The central dogma in molecular biology explains the concept of conversion of a double-stranded DNA (deoxyribonucleic acid) to a single-stranded mRNA (messenger ribonucleic acid) and further into a protein. The DNA must be first transcribed to produce mRNA, and then the mRNA must be translated to synthesize proteins. These proteins are unstable and hence have to undergo certain modifications after translation through post-translational modification. Acetylation, folding of proteins, glycosylation, and disulfide bridge formation are some of the post-translational modifications that help a protein in its primary structure attain a stable state and subsequently get converted into a functional state.
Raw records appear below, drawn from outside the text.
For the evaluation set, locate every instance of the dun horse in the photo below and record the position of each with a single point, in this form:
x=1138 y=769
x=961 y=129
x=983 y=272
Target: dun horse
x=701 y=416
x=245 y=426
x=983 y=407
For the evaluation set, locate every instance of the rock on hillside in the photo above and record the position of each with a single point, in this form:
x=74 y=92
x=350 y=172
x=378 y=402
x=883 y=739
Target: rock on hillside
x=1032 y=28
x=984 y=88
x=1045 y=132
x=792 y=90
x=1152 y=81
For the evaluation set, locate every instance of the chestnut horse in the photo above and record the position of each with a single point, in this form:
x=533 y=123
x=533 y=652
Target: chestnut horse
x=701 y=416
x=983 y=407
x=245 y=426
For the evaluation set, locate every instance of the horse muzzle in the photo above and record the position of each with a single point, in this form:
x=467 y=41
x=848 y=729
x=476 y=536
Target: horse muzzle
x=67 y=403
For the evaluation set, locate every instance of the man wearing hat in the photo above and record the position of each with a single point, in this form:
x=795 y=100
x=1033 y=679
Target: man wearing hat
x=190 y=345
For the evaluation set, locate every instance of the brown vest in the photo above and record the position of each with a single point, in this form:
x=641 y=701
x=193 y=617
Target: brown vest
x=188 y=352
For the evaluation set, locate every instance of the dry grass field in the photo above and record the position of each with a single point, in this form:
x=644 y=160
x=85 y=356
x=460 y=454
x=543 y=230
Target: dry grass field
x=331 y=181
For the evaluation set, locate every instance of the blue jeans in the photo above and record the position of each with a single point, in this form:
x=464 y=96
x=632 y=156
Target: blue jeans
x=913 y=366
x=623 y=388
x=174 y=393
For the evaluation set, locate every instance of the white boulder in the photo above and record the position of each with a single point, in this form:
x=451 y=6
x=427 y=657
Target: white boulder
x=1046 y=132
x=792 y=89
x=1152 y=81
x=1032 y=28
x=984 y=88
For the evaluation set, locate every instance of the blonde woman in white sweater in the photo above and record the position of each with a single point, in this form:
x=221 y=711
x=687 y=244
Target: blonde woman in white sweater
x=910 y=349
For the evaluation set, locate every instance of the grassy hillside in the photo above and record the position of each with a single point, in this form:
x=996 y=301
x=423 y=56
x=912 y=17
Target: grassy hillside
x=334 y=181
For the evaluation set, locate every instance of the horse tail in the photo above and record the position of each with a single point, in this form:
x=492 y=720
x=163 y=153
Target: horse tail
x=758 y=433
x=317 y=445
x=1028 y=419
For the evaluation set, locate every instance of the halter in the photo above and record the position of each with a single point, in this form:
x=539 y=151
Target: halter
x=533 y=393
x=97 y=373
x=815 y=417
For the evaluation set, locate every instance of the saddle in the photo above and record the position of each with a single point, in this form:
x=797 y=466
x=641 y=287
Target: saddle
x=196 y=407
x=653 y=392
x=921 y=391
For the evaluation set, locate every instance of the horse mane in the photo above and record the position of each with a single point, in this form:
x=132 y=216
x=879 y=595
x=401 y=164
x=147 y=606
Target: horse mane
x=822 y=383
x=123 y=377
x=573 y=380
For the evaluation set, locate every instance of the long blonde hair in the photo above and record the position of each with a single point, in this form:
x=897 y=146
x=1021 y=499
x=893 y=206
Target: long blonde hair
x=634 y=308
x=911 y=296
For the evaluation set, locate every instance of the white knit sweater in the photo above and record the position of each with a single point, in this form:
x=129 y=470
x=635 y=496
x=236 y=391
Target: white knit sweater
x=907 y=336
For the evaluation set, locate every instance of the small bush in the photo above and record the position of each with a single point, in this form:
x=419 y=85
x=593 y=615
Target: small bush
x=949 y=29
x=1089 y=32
Thus, the process which synthesizes proteins and modifies them for their conversion into functional proteins is included in the protein expression.   

Investigations on Protein Expression  

Various investigations have been performed and experimented with controlling the expression of proteins for various applications in medicine and biotechnology. The significant investigation and the findings on protein expression are as follows:          

• The in vivo visualization of proteins is identified by the researchers with the help of certain fluorescent proteins. Then, these fluorescent proteins are tagged with the targeted proteins for studying their localization, structure, functions, and interactions.            
• Further, these investigations also favor protein purification, which can be utilized for various researches in molecular biology and the medical field.          
• The proteins can be synthesized easily compared to DNA, which can be achieved with the help of live cells or from the complex mixtures obtained from the cells.          
• The expression system plays a very important role in the production of recombinant proteins and their purification. The investigation has led to the discovery of various systems for expression, including insect, bacterial, mammalian, yeast, cell-free, and plant expression systems capable of synthesizing recombinant proteins.          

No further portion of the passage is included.